Décès de la Hongroise Eva Fahidi, rescapée des camps nazis
"J'ai découvert que la haine était un poids. Ce qui est passé est passé. Je suis vivante et j'aime la vie", confiait-elle en 2016
Elle témoignait inlassablement, dansant même sur scène au soir de sa vie.
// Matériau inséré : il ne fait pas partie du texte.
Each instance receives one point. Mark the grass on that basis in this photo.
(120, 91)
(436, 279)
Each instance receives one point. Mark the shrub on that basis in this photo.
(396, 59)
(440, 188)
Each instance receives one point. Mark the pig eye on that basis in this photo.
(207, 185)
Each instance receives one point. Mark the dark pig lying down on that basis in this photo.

La Hongroise Eva Fahidi, rescapée des camps de concentration nazis d’Auschwitz et de Buchenwald, s’est éteinte lundi à l’âge de 97 ans.
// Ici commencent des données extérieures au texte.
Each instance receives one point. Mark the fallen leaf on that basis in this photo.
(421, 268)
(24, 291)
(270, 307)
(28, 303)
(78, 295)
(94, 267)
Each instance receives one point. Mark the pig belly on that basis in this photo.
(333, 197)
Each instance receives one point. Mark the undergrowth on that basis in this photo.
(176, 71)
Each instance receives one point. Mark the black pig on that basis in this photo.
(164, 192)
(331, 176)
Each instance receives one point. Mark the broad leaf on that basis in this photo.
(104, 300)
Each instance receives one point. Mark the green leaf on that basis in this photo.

« C’est avec une grande tristesse que nous avons appris le décès ce matin à Budapest d’Eva Fahidi-Pusztai, combattante engagée pour la démocratie et les droits humains », a annoncé la Fondation des mémoriaux de Buchenwald et Mittelbau-Dora dans un communiqué.
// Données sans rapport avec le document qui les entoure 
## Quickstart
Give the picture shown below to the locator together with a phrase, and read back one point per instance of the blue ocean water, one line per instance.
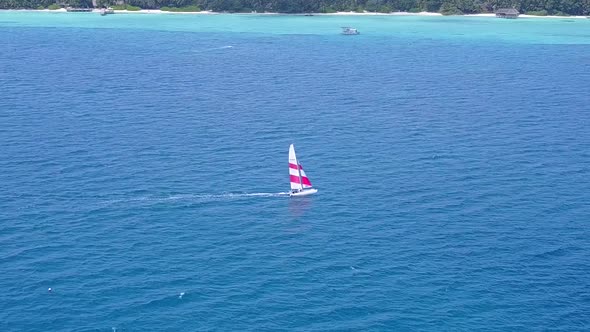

« Sa voix empreinte de sagesse et de chaleur nous manquera profondément », a-t-elle écrit, regrettant aussi une grande perte « pour le travail de mémoire en Europe ».
Née le 22 octobre 1925 à Debrecen, dans l’est de la Hongrie, Eva Fahidi était une lycéenne de 18 ans quand elle a été déportée avec les 440 000 juifs du pays d’Europe centrale envoyés en quelques semaines dans les camps de la mort, de mai à juillet 1944.
Elle y a perdu 49 membres de sa famille, dont ses parents. Elle garde en mémoire la dernière vision de sa mère et de sa jeune sœur de 11 ans sur la rampe de triage de Birkenau.
Libérée en mars 1945 par les troupes américaines, elle rentre en Hongrie où elle renonce à son rêve de devenir pianiste en raison des séquelles des dures conditions de travail endurées.
Pendant des décennies, Eva Fahidi a été réticente à évoquer son expérience des camps. Mais une visite à Auschwitz en 2003, 59 ans après sa déportation, lui fait ressentir le besoin d’écrire ses mémoires.
Son ouvrage L’âme des choses est d’abord paru en allemand en 2004, puis elle l’a traduit en hongrois.
Elle a participé aux côtés de l’ex-chancelière allemande Angela Merkel à une cérémonie à Berlin commémorant les 70 ans de la libération d’Auschwitz, en janvier 2015, puis témoigné quelques mois plus tard lors du procès en Allemagne de l’ancien comptable du camp d’extermination, Oskar Gröning.
« J’ai réalisé que ma vocation était de parler d’Auschwitz à autant de gens que possible, c’est le minimum que je puisse faire », avait-elle expliqué dans un entretien à l’AFP en 2016.
La vieille dame se produisait alors à Budapest dans un duo de danse, à guichets fermés, avec l’idée de faire dialoguer les générations autour de la mémoire et du traumatisme.
« J’ai découvert que la haine était un poids. Ce qui est passé est passé. Je suis vivante et j’aime la vie », confiait-elle alors.